The Roll-Out-of-Bed Challenge
"As a general rule, writing is extremely inconvenient."
This is one of my favorite quotes from one of my favorite women. This is also one of those I'm-laughing-because-it-hurts situations.
Like many of my peeps, I'm working two full-time jobs—as both a novelist and a nonprofit marketing coordinator. Since I can't really do this at my other job, there are definitely days when I sit down to write and am like, "nope," and then stand back up and go eat blueberry muffins in the kitchen while basically loathing everything.
But recently, I realized that those days were happening more often than not, because I am an embarrassment to nature. So, with a new novel to work on and an old one to query, I decided the time had come. The time to get down to business. OH YOU KNOW.
Two weeks ago, to be exact, I was sitting at my dining room table with my roommate, and I was staring at a blinking cursor, as per ushe. And I realized one of two things was going to happen: I was either going to sit there until I typed a few truly obscene words to cope with my guilt about all the not-writing currently going on, or I was going to go to bed and loathe everything, as was my tradition.
It was 10 PM. I'd had a long work day and I was getting delirious, so I told my roommate I was going to bed. And I don't know what possessed me to say it, but I did:
"I'll just wake up early tomorrow and write instead."
you should know two very important things about me.
One, I generally overthink before I say I'll do things, because I have a weirdly overdeveloped sense of pride that holds me painfully accountable for any and all of my promises.
Two, I like sleep. I like eight hours of sleep. I like eight consistent hours of sleep.
So basically, I screwed myself over on both accounts.
The next morning, I dutifully and very reluctantly woke up at 6 AM, an hour and a half earlier than I normally wake up on weekdays. My roommate was already awake for work, and she looked at me like I was insane for doing this voluntarily. I mean, I couldn't actually see her because I am legally blind without my contacts, but I sensed her judgement as I rolled out of bed, groaning like a 60-year-old man, and promptly stumbled into the door jam.
Then I sat down. And I mind-vomited 1500 words onto the page first thing in the morning.
The weird thing was, I felt so good afterwards that I started wondering why I hadn't done this before.
SO not the reaction I was expecting to have, considering that I hate mornings and mornings hate me. (Sidenote: there seems to be a running theme of blanket hatred for things in this post, but I do actually like some things sometimes. Right. Anyway.)
In college, I wrote at night and only at night. I was too distracted when the sun was up, and I found that at night, I was just sleepy enough to let the words pour out without filtering myself.

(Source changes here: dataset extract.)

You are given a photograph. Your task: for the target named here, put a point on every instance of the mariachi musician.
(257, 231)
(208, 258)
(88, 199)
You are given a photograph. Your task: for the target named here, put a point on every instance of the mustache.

That's how I got through pretty much all of my last two novels and a two-act play.
But now? I write during the day as a social media and blog manager for work, and then I come back and try to write at night and find that I'm in fact dead inside.
But when I wake up early, I'm fresh. It's my time. I don't have the crap of the whole day weighing me down, nor do I have thoughts like, "I should go to the gym tonight but wait that sweaty guy who doesn't wear his headphones when he runs is probably going to be there LOL I'm so not going to the gym" constantly sidetracking me as I eat my morning muffin.
also, i don't do it every day.
Because I would die, guys. Three times per week is about enough for me. But this is coming from someone who, for the past year, wrote maybe a paragraph before bed on a good day. Three times per week resisting the snooze button is a victory for me.
Downside: the actual waking part. Honestly, it helps to have a roommate who has to get up with me and will start to sing strange arias at me if I hit snooze. But in a few weeks, I will have my own room (for the first time in five years), so who knows how long this bout of discipline will last.
Another downside: I can't drink coffee at 6 AM or I will sure as all heck faceplant in the middle of my 3 PM work meeting, which breaks my poor caffeine-addicted heart. I've so far fixed this problem with a little English breakfast tea (fun fact: that is actually me pouring milk in my awesome The Library mug in the below GIF), but I'm pretty sure my coworkers still think I've had about two weeks' worth of wild nights in a row.
But here's the upside...
since july 7, i have written 20,000 words.
That's just 6,000 words less than I wrote over the course of a month during my last NaNoWriMo. So I guess something's working??!?!?!??!
You should know that for a hot second, I considered challenging all my late night-write followers to try tackling a morning or two with me for the next week, but then I laughed, because that's dumb; if night-owling works for you, you're doing it right. Also, I figured you all would rather sit back and watch me suffer (see, I know you).
But let me tell you, I am the last person I would have thought would become... this. Yet here I am. I hope this novel is very pleased with itself.